As Banjo Peterson said: 'Phar Lap, the one and only, a freak, a horse of the century'. A horse to keep a nation enthralled.
It's difficult from this distance to tell exactly what part sporting icons like Don Bradman and Phar Lap truly played in boosting national morale after the devastation of World War I (over 61,000 Australians dead), the influenza epidemic of 1919 (which took 11,919 lives) and the Great Depression of 1929, but nary a book on the subjects gets published without grandiose claims that it was this contemporaneous golden sporting duo that showed Australians the light at the end of a dark period in history.
This new comprehensive work on Phar Lap is no exception.
In his foreword to the book, former Prime Minister (and racing aficionado) Bob Hawke argues, 'no other achiever in the world of sport has since captured the imagination of the Australian public as did these two'.
Certainly for a country 'enjoying' less than three decades of official nationhood (and still strongly tied to the traditions and thoughts of 'mother' England) it can have done no harm to suddenly have two sporting giants doing us proud.
Phar Lap, by Geoff Armstrong and Peter Thompson, is billed as the 'thrilling, mysterious and tragic story of how a horse became a hero of his time and an icon of a nation' - and this reader/reviewer can do nothing but agree.
Minutely detailing the life and achievements of Phar Lap (or 'Bobby' as his trainer Tommy Woodcock used to call him) from his birth in the year 1926 to his suspicious death after running (and winning) the Agua Caliente Handicap in Mexico in 1932, this oversized book is a wealth of information and incredible pictures.

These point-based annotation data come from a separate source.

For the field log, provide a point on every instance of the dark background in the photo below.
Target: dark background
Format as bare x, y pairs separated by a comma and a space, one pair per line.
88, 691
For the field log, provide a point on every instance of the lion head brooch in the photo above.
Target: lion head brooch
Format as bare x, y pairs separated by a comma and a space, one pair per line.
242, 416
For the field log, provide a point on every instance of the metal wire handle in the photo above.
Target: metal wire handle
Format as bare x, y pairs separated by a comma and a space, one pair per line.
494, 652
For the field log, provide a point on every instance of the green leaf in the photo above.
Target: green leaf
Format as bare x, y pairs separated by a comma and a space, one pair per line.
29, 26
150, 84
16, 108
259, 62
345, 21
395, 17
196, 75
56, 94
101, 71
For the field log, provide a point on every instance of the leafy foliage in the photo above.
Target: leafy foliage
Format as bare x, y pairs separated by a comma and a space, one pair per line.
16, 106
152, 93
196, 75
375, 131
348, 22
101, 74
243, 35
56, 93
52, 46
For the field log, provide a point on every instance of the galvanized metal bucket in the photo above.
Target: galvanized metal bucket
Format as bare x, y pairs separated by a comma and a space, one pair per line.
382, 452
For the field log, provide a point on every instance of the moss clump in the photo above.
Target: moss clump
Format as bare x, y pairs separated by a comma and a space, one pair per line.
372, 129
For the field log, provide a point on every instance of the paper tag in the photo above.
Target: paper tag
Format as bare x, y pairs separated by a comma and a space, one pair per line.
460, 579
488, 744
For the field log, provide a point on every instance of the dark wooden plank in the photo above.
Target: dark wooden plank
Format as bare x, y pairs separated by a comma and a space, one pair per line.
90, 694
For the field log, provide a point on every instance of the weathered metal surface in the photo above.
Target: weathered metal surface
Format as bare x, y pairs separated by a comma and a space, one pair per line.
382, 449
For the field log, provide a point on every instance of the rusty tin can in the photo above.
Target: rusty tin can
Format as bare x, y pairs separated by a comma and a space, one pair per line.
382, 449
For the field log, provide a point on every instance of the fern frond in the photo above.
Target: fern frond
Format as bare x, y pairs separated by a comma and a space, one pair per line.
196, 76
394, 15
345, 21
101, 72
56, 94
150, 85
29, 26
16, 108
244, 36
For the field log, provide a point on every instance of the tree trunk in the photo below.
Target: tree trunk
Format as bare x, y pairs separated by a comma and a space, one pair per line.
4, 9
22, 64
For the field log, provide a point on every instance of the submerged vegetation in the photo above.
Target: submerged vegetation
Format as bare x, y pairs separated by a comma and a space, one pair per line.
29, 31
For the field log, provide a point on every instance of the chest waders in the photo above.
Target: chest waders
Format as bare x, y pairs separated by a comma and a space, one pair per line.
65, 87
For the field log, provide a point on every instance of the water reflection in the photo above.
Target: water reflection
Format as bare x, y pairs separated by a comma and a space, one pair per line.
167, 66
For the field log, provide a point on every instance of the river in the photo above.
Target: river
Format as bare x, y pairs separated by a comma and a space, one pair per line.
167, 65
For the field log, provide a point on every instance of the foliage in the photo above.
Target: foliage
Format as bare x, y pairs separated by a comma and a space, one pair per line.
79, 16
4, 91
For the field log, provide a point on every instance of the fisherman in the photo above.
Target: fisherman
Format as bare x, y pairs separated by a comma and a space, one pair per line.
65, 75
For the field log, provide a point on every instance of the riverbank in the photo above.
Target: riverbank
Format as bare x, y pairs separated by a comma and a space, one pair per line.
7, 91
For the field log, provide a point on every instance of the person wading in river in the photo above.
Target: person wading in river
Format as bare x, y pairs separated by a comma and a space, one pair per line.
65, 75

Not content just to rehash old history, the book also weighs in with a new and 'definitive' analysis of the facts surrounding the big-hearted horse's controversial and shocking death on the 6th of April, 1932 (even then Prime Minister Joseph Lyons made public note of what he called a great sporting tragedy).
Phar Lap the book is a beautiful work by any standard - as befits its subject's stature and bearing.
Recommended for anyone with a more-than-passing fancy for horses, sporting heroes or Australian culture - those with a passion for all three will be rapt.